Monday, November 5, 2012

Teaching commitment, how far should we go?



Chuck and I are in the middle of a disagreement.  Not a terrible one.  Just a small one that we both have views on.  This disagreement is different in that we can also see the point of view of the other person and it's valid as well.  Here goes:

Ren is playing soccer.  He just doesn't like it this year.  However, we told him he must finish out the season and follow through on the commitment he made to us and his team.  Once the season ends, he no longer has to play.  He has already decided that this season will be his last.  We're okay with that.  He is ready to try something else and t-ball is right up his alley.  He has terrific hand/eye coordination!

The dilemma and conflict sets in here.  Our typical SAY soccer season has ended.  CS was finished 3 weeks ago and A played her last tournament game 2 weekends ago.  Ren's team, well, they are pretty awesome.  They qualified for the area tournament which had them playing SAY teams from the surrounding communities.  That started 2 weekends ago and carried over into this past weekend.  He played the semi-final game and the finals (against the only other team from our community to go to this tournament).  These last two games were in the rain and it was frigid.  He. was. unhappy.  After the semi-final win, it was mentioned that the team has qualified to go to the state tournament.  Wait, what?!?

There is another small, side issue to Ren's soccer season worth mentioning.  Ren didn't play to his fullest this year because he was just over it all.  This has brought on ridicule and general meanness from a few of the boys on the team.  He has been told by the other kids that he is 'stupid, an awful player, the reason why they lose, among other things".  We did bring it up to the coach and he chatted with the boys in question, but things still get said out of earshot of the coaches.  Ren's self esteem is suffering and for a kid that already deals with being different, this isn't helping.

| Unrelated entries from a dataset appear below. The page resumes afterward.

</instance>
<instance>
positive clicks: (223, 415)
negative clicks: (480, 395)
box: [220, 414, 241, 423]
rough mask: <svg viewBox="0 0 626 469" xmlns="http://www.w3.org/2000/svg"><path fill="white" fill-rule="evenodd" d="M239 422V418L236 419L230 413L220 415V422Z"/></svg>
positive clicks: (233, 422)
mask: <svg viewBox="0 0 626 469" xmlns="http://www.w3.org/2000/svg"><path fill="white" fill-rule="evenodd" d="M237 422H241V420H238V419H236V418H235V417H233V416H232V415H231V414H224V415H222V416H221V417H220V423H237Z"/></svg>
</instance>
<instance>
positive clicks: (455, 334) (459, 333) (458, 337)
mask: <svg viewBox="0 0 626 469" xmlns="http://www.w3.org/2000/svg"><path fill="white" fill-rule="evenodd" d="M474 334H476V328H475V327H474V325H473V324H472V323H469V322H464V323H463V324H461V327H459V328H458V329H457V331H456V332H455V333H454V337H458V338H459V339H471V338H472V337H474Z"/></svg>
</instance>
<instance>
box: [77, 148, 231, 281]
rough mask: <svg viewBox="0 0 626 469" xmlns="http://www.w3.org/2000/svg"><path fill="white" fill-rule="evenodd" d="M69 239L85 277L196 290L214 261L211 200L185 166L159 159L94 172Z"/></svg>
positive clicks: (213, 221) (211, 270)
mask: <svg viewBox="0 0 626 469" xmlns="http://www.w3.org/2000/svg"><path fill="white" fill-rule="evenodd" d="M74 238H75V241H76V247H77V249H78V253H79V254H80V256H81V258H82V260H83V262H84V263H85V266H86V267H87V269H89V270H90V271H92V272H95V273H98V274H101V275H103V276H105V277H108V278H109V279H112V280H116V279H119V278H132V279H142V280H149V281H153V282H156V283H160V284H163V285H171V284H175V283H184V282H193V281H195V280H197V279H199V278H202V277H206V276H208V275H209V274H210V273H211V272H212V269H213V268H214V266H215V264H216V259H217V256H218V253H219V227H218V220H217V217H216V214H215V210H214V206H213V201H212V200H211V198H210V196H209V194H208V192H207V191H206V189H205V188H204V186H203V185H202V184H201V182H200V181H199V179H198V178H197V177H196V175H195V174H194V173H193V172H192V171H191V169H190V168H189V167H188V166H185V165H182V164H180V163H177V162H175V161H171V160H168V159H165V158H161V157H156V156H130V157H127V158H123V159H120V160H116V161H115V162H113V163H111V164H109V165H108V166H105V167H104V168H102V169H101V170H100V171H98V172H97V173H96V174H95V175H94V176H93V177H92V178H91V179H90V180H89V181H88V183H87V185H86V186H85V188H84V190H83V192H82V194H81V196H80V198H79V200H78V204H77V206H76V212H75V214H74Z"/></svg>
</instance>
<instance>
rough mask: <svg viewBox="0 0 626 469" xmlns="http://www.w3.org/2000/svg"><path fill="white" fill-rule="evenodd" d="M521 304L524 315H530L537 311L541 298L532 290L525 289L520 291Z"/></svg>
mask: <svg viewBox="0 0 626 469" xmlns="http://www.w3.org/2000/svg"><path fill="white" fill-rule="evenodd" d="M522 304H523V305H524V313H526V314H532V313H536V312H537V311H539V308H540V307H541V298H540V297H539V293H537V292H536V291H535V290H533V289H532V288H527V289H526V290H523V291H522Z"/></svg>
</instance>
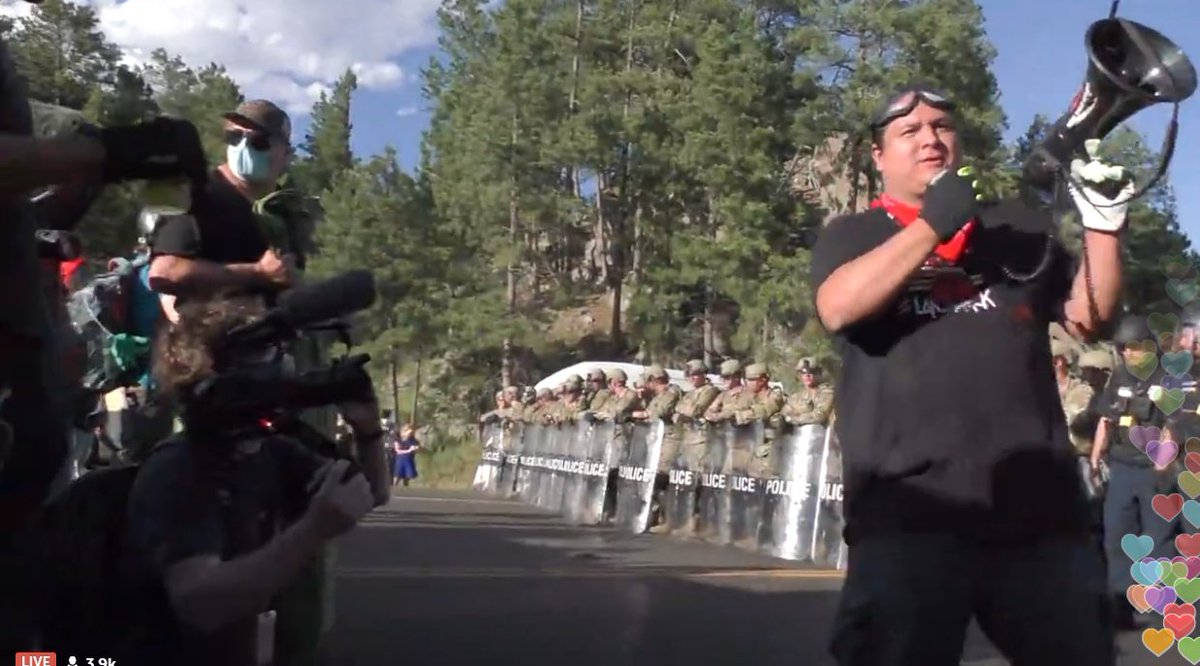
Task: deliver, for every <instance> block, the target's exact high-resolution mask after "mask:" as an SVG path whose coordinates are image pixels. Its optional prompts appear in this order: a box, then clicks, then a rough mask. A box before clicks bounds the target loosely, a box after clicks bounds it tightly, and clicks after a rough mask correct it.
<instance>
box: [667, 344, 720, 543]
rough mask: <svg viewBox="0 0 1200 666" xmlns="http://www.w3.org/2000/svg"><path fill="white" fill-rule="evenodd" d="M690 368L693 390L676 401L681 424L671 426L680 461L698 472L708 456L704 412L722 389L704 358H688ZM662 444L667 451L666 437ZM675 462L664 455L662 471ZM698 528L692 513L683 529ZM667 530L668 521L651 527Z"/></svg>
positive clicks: (695, 521)
mask: <svg viewBox="0 0 1200 666" xmlns="http://www.w3.org/2000/svg"><path fill="white" fill-rule="evenodd" d="M686 372H688V380H689V382H691V385H692V390H690V391H688V392H686V394H684V395H683V397H680V398H679V402H677V403H676V406H674V415H673V416H672V418H671V420H672V422H673V424H676V425H677V426H679V427H678V428H671V431H676V434H677V436H678V437H679V442H680V451H679V455H678V458H679V461H680V462H682V463H683V466H684V467H685V468H688V469H691V470H694V472H698V470H700V466H701V461H702V460H703V457H704V446H706V445H707V436H706V432H704V430H706V421H704V418H703V415H704V412H706V410H707V409H708V408H709V406H712V404H713V402H714V401H715V400H716V397H718V396H719V395H720V392H721V391H720V389H718V388H716V386H714V385H713V384H712V383H710V382H709V380H708V374H707V372H706V366H704V361H702V360H698V359H694V360H690V361H688V365H686ZM662 445H664V452H666V440H664V444H662ZM674 462H676V461H673V460H670V456H666V455H664V456H662V457H660V458H659V472H662V473H666V472H668V470H670V469H671V467H672V464H673V463H674ZM695 529H696V516H695V515H692V516H690V517H689V520H688V523H686V524H685V526H683V527H682V528H679V533H682V534H689V533H694V532H695ZM667 532H670V527H668V526H667V524H666V522H662V523H660V524H656V526H654V527H653V528H650V533H653V534H665V533H667Z"/></svg>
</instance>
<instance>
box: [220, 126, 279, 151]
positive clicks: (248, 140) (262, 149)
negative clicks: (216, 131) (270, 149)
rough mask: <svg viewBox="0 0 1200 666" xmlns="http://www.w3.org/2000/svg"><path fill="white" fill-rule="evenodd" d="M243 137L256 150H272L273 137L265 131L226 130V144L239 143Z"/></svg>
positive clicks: (240, 143) (247, 130) (250, 146)
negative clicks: (269, 135) (270, 135)
mask: <svg viewBox="0 0 1200 666" xmlns="http://www.w3.org/2000/svg"><path fill="white" fill-rule="evenodd" d="M242 139H245V140H246V142H248V143H250V148H253V149H254V150H270V148H271V137H269V136H266V133H264V132H256V131H252V130H226V145H239V144H241V142H242Z"/></svg>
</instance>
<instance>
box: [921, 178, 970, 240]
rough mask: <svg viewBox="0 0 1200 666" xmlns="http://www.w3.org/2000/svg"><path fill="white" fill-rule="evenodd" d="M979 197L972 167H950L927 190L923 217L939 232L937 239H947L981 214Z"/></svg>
mask: <svg viewBox="0 0 1200 666" xmlns="http://www.w3.org/2000/svg"><path fill="white" fill-rule="evenodd" d="M976 200H977V199H976V180H974V174H973V173H972V172H971V169H970V167H964V168H961V169H959V170H958V173H952V172H950V170H949V169H947V170H944V172H942V173H941V174H938V175H936V176H934V180H932V181H931V182H930V184H929V187H928V188H926V190H925V205H924V206H923V208H922V209H920V217H922V220H924V221H925V223H928V224H929V226H930V227H932V228H934V232H936V233H937V240H938V241H941V242H946V241H948V240H950V239H952V238H954V234H955V233H958V230H959V229H961V228H962V226H964V224H966V223H967V222H968V221H970V220H971V218H972V217H974V216H976V215H977V214H978V204H977V203H976Z"/></svg>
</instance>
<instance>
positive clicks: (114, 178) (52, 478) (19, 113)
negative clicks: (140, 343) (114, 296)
mask: <svg viewBox="0 0 1200 666" xmlns="http://www.w3.org/2000/svg"><path fill="white" fill-rule="evenodd" d="M184 176H190V178H193V179H196V178H204V154H203V148H202V146H200V142H199V136H198V134H197V132H196V128H194V127H193V126H192V125H191V124H188V122H186V121H182V120H173V119H166V118H160V119H156V120H154V121H151V122H144V124H139V125H134V126H130V127H112V128H104V130H96V128H85V131H84V132H83V133H79V134H71V136H64V137H56V138H35V137H34V122H32V114H31V109H30V103H29V97H28V94H26V89H25V84H24V82H23V80H22V79H20V77H19V76H18V74H17V72H16V71H14V67H13V64H12V59H11V55H10V53H8V49H7V47H6V46H5V44H4V43H2V42H0V281H2V282H4V283H5V284H6V286H7V288H6V289H4V290H2V293H0V392H5V391H7V392H8V397H7V400H5V401H4V403H2V407H0V422H4V426H0V427H2V430H4V432H5V433H6V434H8V433H11V442H12V444H11V450H10V452H8V454H7V455H6V456H5V458H6V460H0V554H2V553H4V552H5V551H6V548H7V546H8V545H10V544H8V541H11V538H12V534H13V533H14V532H16V530H17V529H18V528H19V527H20V526H22V524H24V523H25V522H26V521H28V518H29V517H30V515H31V514H32V512H34V510H35V509H36V508H37V506H38V505H40V504H41V502H42V499H43V498H44V496H46V493H47V488H48V487H49V485H50V482H52V481H53V479H54V476H55V474H58V472H59V469H60V467H61V463H62V461H64V457H65V455H66V449H67V443H66V427H65V424H66V419H65V418H61V419H59V418H58V414H60V413H61V412H62V409H64V408H65V406H60V404H58V402H59V401H56V400H55V397H54V391H53V390H52V388H50V385H49V382H50V379H49V378H50V377H52V376H53V374H54V371H53V360H52V354H53V352H54V349H53V341H52V340H53V337H52V334H50V330H52V329H50V322H49V316H48V312H47V304H46V302H44V298H43V295H42V292H41V290H40V289H37V288H34V287H32V286H34V284H37V281H38V280H40V268H38V259H37V245H36V240H35V229H36V226H37V224H36V221H35V215H34V212H35V211H34V209H32V206H31V203H30V202H29V194H30V192H31V190H34V188H38V187H46V186H58V187H67V188H70V187H71V186H78V185H79V184H91V185H92V186H96V187H98V186H102V185H103V184H108V182H116V181H122V180H137V179H160V178H184ZM55 419H58V420H59V421H61V422H62V424H64V427H56V426H55V425H52V422H54V420H55ZM6 439H7V438H6ZM6 624H7V623H4V622H0V625H6ZM0 631H2V629H0Z"/></svg>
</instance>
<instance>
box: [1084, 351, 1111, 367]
mask: <svg viewBox="0 0 1200 666" xmlns="http://www.w3.org/2000/svg"><path fill="white" fill-rule="evenodd" d="M1112 365H1114V364H1112V354H1109V353H1108V352H1104V350H1103V349H1093V350H1091V352H1084V353H1082V354H1080V356H1079V367H1096V368H1100V370H1112Z"/></svg>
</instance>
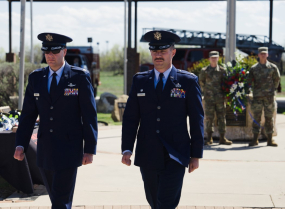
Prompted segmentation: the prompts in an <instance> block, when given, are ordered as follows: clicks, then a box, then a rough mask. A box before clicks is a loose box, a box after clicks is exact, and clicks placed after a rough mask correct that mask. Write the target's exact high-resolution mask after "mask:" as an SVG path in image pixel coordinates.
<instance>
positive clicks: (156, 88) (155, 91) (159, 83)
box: [155, 73, 163, 100]
mask: <svg viewBox="0 0 285 209" xmlns="http://www.w3.org/2000/svg"><path fill="white" fill-rule="evenodd" d="M162 78H163V73H160V74H159V82H158V84H157V85H156V89H155V92H156V96H157V99H158V100H160V98H161V94H162V90H163V81H162Z"/></svg>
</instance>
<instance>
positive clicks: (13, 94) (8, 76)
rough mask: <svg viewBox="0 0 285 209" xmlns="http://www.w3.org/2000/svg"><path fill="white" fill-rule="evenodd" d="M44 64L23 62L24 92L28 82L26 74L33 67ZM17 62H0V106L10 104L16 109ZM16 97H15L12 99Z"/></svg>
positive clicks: (45, 65) (44, 65)
mask: <svg viewBox="0 0 285 209" xmlns="http://www.w3.org/2000/svg"><path fill="white" fill-rule="evenodd" d="M45 66H46V65H40V64H37V65H35V64H31V63H25V72H24V92H25V89H26V86H27V84H28V76H29V74H30V73H31V72H33V71H34V70H35V69H38V68H42V67H45ZM19 68H20V66H19V64H15V63H7V62H4V63H1V64H0V106H10V108H11V109H16V108H17V107H18V104H17V96H18V94H19ZM13 97H14V98H16V100H15V99H13Z"/></svg>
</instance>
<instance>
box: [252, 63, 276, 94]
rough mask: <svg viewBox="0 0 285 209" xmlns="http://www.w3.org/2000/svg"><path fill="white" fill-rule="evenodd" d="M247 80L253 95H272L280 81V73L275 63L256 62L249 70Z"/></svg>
mask: <svg viewBox="0 0 285 209" xmlns="http://www.w3.org/2000/svg"><path fill="white" fill-rule="evenodd" d="M247 80H248V82H249V83H250V84H252V92H253V97H267V96H274V95H275V89H276V88H277V87H278V84H279V81H280V73H279V70H278V68H277V66H276V65H274V64H273V63H271V62H268V61H267V62H266V64H265V65H262V64H260V63H256V64H255V65H253V66H252V67H251V69H250V71H249V75H248V79H247Z"/></svg>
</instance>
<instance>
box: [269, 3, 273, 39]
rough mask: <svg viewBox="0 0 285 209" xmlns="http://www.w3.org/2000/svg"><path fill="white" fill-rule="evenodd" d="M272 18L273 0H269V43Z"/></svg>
mask: <svg viewBox="0 0 285 209" xmlns="http://www.w3.org/2000/svg"><path fill="white" fill-rule="evenodd" d="M272 18H273V0H270V11H269V43H270V44H271V43H272V25H273V23H272Z"/></svg>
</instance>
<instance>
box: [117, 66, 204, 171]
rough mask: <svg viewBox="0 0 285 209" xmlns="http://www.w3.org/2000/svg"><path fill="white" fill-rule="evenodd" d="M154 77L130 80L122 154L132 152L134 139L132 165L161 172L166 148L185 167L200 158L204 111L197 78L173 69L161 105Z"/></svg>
mask: <svg viewBox="0 0 285 209" xmlns="http://www.w3.org/2000/svg"><path fill="white" fill-rule="evenodd" d="M154 77H155V73H154V70H150V71H148V72H141V73H137V74H136V75H135V76H134V78H133V83H132V87H131V91H130V93H129V99H128V101H127V105H126V108H125V112H124V116H123V128H122V151H125V150H130V151H133V148H134V143H135V140H136V137H137V144H136V151H135V163H134V164H135V165H137V166H140V167H145V168H149V169H163V168H164V163H165V162H164V147H165V148H166V149H167V151H168V153H170V154H171V155H173V156H174V157H175V158H177V159H178V160H179V161H180V162H181V164H182V165H184V166H185V167H188V164H189V162H190V158H191V157H193V158H202V155H203V143H204V128H203V126H204V125H203V119H204V111H203V107H202V99H201V91H200V86H199V84H198V77H197V76H195V75H194V74H192V73H189V72H187V71H184V70H177V69H176V68H175V67H172V69H171V72H170V74H169V76H168V79H167V81H166V83H165V86H164V89H163V92H162V96H161V100H160V101H158V99H157V96H156V93H155V87H154ZM187 116H189V120H190V135H189V132H188V130H187Z"/></svg>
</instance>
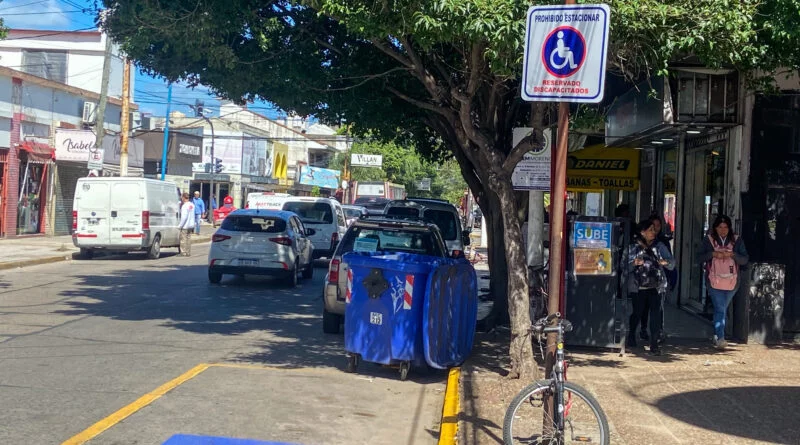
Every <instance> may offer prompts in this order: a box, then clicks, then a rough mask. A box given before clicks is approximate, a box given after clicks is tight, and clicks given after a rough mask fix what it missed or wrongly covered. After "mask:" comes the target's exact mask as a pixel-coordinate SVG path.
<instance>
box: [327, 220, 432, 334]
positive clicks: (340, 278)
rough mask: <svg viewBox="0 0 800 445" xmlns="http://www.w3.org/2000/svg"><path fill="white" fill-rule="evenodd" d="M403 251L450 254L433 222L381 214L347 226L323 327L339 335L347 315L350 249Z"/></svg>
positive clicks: (327, 289) (331, 265)
mask: <svg viewBox="0 0 800 445" xmlns="http://www.w3.org/2000/svg"><path fill="white" fill-rule="evenodd" d="M353 251H360V252H375V251H381V252H402V253H416V254H421V255H429V256H436V257H442V258H444V257H447V255H448V254H447V246H446V245H445V242H444V238H442V233H441V232H440V231H439V228H438V227H437V226H436V225H434V224H429V223H425V222H421V221H415V220H412V219H404V218H388V217H382V216H376V217H368V218H365V219H359V220H357V221H356V222H354V223H353V225H351V226H350V228H349V229H347V233H345V235H344V238H342V241H341V242H340V243H339V247H337V248H336V251H335V252H334V254H333V258H332V259H331V262H330V266H329V267H328V275H327V276H326V277H325V289H324V291H323V308H322V330H323V331H324V332H325V333H326V334H336V333H338V332H339V326H340V325H341V323H342V321H343V318H344V310H345V302H344V297H345V292H347V270H348V269H349V268H348V266H347V264H346V263H344V262H342V256H343V255H344V254H346V253H348V252H353Z"/></svg>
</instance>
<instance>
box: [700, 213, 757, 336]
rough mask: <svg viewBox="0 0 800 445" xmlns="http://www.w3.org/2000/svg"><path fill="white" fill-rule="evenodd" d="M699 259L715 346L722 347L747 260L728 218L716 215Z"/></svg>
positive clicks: (700, 254)
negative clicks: (709, 303)
mask: <svg viewBox="0 0 800 445" xmlns="http://www.w3.org/2000/svg"><path fill="white" fill-rule="evenodd" d="M698 260H699V261H700V263H701V264H704V265H705V270H706V287H707V288H708V295H709V297H711V303H712V304H713V305H714V340H713V341H714V346H715V347H716V348H718V349H724V348H725V347H726V346H727V345H728V342H727V341H725V321H726V320H725V319H726V314H727V312H728V305H729V304H730V303H731V300H732V299H733V296H734V295H736V291H737V290H739V285H740V284H741V278H740V276H741V273H740V271H741V267H742V266H745V265H747V262H748V261H749V260H750V257H749V256H748V255H747V249H745V247H744V241H742V239H741V238H739V237H738V236H736V233H735V232H734V231H733V225H732V224H731V219H730V218H729V217H727V216H725V215H719V216H717V218H716V219H714V223H713V224H711V230H710V231H709V233H708V235H707V236H705V237H704V238H703V247H702V249H701V250H700V254H699V258H698Z"/></svg>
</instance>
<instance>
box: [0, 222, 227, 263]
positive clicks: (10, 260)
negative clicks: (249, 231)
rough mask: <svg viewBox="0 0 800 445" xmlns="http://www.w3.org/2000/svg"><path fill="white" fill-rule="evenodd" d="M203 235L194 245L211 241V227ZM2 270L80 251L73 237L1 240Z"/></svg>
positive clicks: (52, 259)
mask: <svg viewBox="0 0 800 445" xmlns="http://www.w3.org/2000/svg"><path fill="white" fill-rule="evenodd" d="M200 233H201V235H199V236H193V237H192V244H197V243H206V242H209V241H211V234H212V233H213V230H212V229H211V226H210V225H204V226H203V227H202V228H201V232H200ZM0 251H2V256H0V270H7V269H15V268H18V267H27V266H35V265H38V264H48V263H57V262H59V261H69V260H73V259H78V252H79V249H78V248H77V247H75V246H74V245H73V244H72V237H71V236H68V235H67V236H24V237H19V238H8V239H0Z"/></svg>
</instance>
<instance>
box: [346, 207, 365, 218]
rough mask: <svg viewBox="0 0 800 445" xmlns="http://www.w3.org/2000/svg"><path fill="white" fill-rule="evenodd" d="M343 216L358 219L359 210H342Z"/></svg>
mask: <svg viewBox="0 0 800 445" xmlns="http://www.w3.org/2000/svg"><path fill="white" fill-rule="evenodd" d="M344 214H345V215H346V216H347V217H348V218H358V217H359V216H361V210H359V209H344Z"/></svg>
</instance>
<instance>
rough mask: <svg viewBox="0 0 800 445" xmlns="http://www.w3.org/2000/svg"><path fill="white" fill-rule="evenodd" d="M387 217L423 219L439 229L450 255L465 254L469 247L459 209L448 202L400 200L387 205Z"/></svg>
mask: <svg viewBox="0 0 800 445" xmlns="http://www.w3.org/2000/svg"><path fill="white" fill-rule="evenodd" d="M384 214H386V215H387V216H408V217H412V218H414V217H416V218H422V219H424V220H426V221H430V222H432V223H433V224H436V225H437V226H438V227H439V230H440V231H441V232H442V237H444V241H445V243H446V244H447V250H448V251H449V252H450V254H451V255H452V254H454V253H455V254H459V253H464V249H465V247H466V246H469V244H470V239H469V231H467V230H463V228H462V227H461V217H460V216H459V214H458V209H457V208H456V206H454V205H453V204H450V203H449V202H447V201H443V200H438V199H428V198H408V199H398V200H394V201H391V202H389V203H388V204H386V208H385V210H384Z"/></svg>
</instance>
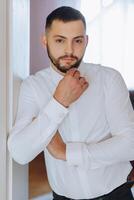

Back to the "his team is going to state tournament" issue.  We are divided on what to do.  On one hand, we feel he needs to see his commitment through to the end.  I mean, he may not be the best player on the team, but he does try hard and helps out.  He has been to every practice and even sat on the sidelines and cheered when he was out due to pneumonia.  He was committed to his team and has celebrated each victory (and two losses) with the rest of the team.

On the other hand, he is so over soccer.  He missed his sister's birthday party this weekend because of tournament games and that tore his heart apart.  Thankfully, he had a small 'window' between games and he and Chuck rushed home to help sing "Happy Birthday" and grab a cupcake.  We also have this issue with the kid who has said something to him.  We believe this child is only repeating what he has heard someone else say, but we are unsure of this.  We just have a hard time believing a 6 year old could come up with those things on his own.  I will be chatting with the coach again this week and I'm also taking it to the next level and pulling the parents aside as well.  It's also cold and Ren has already had pneumonia during this season.  I'm not sure I want to risk him getting sick again.

We don't have the details yet as to what "state tournament" requires, but we aren't sure Ren will be participating.  We want to chat with the coach and see what he feels.  We ask Ren about it and he just wants to stop now.  I think he needs to follow through and finish the season.  Chuck says to chat with the coach and allow him to step aside.

What are your suggestions?

2 comments:

  1. I think he needs to finish it out. He is part of the team that has made it thus far. My feelings are if you allow him to step down you are teaching him not to complete was he has started and you can let down those that need him. He doesn't have that much left...I know it sucks when you kids are in stuff they hate. BUT they made the choice to start it they need to finish it. Just my thoughts.